Even though "The Box" got a not entirely embarrassing 48 from Rotten Tomatoes, the film has gone where few movies have ever gone before -- it earned a big fat F from CinemaScore. In fact, of the 33 demographic categories measured by the service, "The Box" got an F in 29 of the 33 -- and earned a D-minus in three of the four others. Males and females under 18 gave it an F as did 25-and-up males and 35-and-up females and virtually everyone in between. Its only demographic "sweet spot" was with 25-34 and 35-49 men, who gave it a D-minus. 
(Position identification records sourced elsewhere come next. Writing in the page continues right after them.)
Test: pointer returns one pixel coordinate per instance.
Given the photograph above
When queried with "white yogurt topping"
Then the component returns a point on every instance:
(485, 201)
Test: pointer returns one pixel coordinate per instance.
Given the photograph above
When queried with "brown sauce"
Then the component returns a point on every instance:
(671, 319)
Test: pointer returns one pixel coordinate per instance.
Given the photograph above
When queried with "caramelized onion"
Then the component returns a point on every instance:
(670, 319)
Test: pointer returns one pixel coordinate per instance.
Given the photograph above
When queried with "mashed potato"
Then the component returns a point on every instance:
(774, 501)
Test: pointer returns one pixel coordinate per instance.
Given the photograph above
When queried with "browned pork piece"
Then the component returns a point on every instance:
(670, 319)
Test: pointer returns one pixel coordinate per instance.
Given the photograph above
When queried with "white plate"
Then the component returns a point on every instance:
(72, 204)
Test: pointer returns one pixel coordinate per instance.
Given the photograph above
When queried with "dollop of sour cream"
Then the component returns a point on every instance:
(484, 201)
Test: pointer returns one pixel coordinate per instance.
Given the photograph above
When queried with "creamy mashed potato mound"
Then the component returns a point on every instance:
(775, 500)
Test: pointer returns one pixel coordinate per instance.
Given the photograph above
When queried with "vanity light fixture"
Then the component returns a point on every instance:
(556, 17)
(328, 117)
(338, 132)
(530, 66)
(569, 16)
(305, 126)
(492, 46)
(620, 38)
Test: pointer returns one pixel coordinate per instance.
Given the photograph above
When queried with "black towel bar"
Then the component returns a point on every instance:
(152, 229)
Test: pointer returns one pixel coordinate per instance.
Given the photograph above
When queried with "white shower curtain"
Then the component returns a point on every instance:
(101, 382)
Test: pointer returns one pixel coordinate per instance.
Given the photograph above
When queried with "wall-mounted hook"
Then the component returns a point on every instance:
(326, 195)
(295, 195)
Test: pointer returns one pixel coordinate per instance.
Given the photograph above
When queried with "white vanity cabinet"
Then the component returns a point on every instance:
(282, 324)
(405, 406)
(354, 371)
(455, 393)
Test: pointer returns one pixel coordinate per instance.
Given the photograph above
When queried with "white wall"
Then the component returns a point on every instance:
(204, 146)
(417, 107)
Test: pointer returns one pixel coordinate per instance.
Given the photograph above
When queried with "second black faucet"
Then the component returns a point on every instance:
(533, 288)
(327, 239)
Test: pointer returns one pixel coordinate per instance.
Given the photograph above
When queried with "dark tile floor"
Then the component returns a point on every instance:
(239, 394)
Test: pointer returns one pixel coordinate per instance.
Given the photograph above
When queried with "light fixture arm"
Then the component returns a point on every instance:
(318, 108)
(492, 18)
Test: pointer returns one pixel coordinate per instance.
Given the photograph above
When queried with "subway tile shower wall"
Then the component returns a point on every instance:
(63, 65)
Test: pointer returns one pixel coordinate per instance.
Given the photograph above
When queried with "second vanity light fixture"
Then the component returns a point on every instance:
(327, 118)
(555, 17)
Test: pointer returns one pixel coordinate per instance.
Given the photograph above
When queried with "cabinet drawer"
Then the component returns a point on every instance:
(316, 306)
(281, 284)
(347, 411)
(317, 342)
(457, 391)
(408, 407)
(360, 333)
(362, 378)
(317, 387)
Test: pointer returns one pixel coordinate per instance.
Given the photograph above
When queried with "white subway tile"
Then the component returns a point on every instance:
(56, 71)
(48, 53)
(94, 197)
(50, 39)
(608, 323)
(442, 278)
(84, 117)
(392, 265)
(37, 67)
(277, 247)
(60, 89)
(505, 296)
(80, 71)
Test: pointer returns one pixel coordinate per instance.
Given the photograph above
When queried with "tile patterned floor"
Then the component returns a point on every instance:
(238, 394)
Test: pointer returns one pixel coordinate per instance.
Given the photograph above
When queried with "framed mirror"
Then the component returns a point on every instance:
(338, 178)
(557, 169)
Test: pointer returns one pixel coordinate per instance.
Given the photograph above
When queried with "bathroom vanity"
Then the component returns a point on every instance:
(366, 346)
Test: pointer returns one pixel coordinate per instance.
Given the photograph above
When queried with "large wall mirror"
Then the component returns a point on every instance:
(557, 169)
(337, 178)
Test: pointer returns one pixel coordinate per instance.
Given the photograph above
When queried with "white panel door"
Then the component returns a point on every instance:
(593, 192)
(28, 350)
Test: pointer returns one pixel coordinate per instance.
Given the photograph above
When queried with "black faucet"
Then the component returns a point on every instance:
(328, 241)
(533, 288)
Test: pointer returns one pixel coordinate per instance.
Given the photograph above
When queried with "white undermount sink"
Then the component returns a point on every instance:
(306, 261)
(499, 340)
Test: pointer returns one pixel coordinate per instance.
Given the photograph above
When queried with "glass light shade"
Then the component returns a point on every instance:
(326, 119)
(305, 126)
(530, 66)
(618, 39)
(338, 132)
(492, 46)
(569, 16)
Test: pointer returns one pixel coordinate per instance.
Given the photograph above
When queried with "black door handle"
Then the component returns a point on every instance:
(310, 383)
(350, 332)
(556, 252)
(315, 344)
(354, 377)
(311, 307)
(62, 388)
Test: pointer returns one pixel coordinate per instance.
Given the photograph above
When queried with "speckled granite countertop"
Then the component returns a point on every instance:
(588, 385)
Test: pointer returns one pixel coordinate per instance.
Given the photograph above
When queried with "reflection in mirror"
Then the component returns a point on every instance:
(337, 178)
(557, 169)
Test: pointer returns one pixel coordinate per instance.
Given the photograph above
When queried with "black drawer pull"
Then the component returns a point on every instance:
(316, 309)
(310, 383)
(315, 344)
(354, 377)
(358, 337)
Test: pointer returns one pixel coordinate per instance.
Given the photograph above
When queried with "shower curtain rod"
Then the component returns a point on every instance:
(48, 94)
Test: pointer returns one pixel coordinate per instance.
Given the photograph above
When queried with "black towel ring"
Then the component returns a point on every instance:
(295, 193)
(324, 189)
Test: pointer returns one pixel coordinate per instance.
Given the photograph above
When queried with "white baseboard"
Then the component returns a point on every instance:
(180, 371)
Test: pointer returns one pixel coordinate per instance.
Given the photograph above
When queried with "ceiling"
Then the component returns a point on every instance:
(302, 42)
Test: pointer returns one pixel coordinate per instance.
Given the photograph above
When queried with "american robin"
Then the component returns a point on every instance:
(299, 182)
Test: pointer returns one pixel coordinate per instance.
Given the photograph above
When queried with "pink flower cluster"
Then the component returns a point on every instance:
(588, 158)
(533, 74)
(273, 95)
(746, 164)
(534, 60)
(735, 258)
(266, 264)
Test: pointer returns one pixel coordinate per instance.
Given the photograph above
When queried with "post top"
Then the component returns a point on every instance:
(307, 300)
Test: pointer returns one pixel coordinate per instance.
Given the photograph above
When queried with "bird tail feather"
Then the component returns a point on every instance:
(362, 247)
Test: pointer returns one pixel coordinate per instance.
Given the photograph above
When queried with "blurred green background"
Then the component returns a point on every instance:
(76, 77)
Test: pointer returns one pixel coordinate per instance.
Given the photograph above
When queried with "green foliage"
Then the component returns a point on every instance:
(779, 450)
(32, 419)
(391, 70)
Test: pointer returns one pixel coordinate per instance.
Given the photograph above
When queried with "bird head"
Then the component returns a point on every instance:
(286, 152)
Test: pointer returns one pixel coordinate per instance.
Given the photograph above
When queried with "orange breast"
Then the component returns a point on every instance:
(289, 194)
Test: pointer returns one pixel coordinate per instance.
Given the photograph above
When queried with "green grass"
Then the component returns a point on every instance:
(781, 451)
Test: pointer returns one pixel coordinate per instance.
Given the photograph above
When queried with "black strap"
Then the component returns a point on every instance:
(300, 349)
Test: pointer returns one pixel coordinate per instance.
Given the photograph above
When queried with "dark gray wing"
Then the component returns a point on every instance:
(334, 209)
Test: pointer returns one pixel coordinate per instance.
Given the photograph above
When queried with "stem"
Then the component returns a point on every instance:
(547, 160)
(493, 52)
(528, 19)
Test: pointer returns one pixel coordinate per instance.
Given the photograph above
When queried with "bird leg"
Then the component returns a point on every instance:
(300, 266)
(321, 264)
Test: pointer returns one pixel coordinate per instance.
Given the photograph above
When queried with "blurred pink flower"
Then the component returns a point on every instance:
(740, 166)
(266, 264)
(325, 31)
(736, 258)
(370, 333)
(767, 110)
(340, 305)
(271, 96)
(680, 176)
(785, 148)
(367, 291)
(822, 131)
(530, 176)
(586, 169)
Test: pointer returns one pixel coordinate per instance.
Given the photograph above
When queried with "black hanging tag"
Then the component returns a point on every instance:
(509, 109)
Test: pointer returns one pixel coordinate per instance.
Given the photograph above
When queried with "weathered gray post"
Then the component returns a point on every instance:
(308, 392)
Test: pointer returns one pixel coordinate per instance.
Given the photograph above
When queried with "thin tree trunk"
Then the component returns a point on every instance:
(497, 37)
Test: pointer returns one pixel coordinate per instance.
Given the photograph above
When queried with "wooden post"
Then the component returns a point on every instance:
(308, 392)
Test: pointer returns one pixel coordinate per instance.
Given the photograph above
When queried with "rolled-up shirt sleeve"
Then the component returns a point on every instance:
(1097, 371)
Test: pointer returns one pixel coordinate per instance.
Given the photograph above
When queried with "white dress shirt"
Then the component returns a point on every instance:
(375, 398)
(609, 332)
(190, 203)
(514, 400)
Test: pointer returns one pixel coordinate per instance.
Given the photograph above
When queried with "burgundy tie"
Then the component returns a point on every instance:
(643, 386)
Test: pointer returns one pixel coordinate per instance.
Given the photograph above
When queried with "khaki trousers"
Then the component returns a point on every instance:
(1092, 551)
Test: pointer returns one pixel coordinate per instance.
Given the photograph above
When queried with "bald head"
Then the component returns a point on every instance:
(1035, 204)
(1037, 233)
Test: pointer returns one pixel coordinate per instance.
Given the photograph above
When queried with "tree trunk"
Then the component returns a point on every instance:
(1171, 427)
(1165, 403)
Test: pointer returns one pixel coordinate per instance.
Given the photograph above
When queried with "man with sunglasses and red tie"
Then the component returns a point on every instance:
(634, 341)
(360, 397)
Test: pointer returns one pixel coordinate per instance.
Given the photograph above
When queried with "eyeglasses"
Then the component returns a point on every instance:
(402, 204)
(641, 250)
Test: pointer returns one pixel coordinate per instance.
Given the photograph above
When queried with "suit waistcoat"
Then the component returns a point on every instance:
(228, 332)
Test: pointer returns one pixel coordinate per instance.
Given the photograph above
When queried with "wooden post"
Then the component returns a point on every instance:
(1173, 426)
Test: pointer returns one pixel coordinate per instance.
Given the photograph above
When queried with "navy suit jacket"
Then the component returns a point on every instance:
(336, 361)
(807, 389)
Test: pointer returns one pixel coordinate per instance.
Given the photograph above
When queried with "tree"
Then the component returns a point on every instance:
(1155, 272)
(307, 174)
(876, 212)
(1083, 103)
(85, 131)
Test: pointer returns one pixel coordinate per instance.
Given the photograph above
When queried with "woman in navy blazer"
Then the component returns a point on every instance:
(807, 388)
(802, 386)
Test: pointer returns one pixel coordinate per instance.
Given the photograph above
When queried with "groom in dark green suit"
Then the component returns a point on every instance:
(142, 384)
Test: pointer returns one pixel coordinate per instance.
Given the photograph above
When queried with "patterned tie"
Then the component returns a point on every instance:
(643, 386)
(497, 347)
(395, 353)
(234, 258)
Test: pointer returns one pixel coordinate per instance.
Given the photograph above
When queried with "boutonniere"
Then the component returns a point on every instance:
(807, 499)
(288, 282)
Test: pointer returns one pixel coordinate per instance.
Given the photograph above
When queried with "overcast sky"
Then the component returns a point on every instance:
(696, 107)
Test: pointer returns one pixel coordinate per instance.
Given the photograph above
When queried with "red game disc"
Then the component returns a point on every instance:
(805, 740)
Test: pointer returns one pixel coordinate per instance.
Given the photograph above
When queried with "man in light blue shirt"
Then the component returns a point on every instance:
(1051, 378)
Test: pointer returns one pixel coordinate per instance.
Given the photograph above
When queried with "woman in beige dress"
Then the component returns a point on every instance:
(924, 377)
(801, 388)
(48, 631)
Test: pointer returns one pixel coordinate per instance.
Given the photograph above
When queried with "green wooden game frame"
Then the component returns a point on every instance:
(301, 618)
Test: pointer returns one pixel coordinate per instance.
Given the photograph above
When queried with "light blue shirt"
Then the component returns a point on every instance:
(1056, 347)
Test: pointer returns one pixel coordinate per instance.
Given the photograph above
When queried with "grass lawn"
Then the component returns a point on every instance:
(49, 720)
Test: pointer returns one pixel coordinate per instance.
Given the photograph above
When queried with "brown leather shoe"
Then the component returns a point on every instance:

I called up Ed Mintz, who runs CinemaScore, to ask if he's ever seen a movie get such bad grades. "Not in a while," he says. "People really thought this was a stinker." The only three movies he could recall that scored as many Fs were all basically horror thrillers: "The Bug," a 2006 Ashley Judd horror film; "Wolf Creek," a 2005 backpackers-in-peril thriller; and "Darkness," a 2002 haunted house scarefest.

Since Mintz actually saw the film, I asked him why audiences hated it so much. Simple, he said. They hated the ending. It turns out that the film's ostensible storyline -- a married couple are given a box containing a button that, if pushed, will bring you a million dollars but simultaneously take a stranger's life -- was just the beginning when it came to the film's assortment of horrible moral choices. Since thousands of unhappy people have already Twittered about the movie's bizarre finale, I don't think I'm giving away any state secrets to say that Diaz -- who should begin a serious reappraisal of her career choices right now -- doesn't make it to the end of the film.

"It's like a horror movie version of 'Sophie's Choice,' " Mintz says. "I have to admit that I was sitting there, going 'That's the choice? They're going to kill off a movie star? Who'd want to pay $10 to see that?' I'd love to hear how they thought they were going to get good word-of-mouth from that ending. But that's the reason why the movie got an F. The public acted in vengeance. They got angry about where the story went and the grade definitely reflects that anger."
"Don't think about making art, just get it done. Let everyone else decide if it's good or bad, whether they love it or hate it. While they are deciding, make even more art." - Andy Warhol


Skeleton FilmWorks

john

Quote from: bigideas on November 10, 2009, 03:58:18 PM
Quote from: john on November 06, 2009, 09:05:12 PM
Also, the Win Butler/Regine Chassagne score is pretty terrific. Classic and restrained... not what I expected.

I forgot about this. Are there any song-y songs (aka something you'd expect from Arcade Fire)?

Not at all. In fact, there's nothing about the score that would lead an unfamiliar viewer to presume Arcade Fire had anything to do with it.

It's still quite good, though.
Maybe every day is Saturday morning.

samsong

the three-arcade-fire-members score is a perfect bernard herrmann homage.  by far the best part of this movie, which is a fucking mess but i found myself entertained.  kelly's naive perspective and "idiosyncrasies"--none of which are of any particular worth but admirable for being uninhibitedly and sincerely expressed--are on full display, packaged in a very glossy 70s pastiche that when grouped with the film's narrative grandstanding and self-induction into the tradition of Great Science Fiction Films (note: this does not mean i consider it to be anywhere near worthy of said title) make for a  compulsively watchable movie.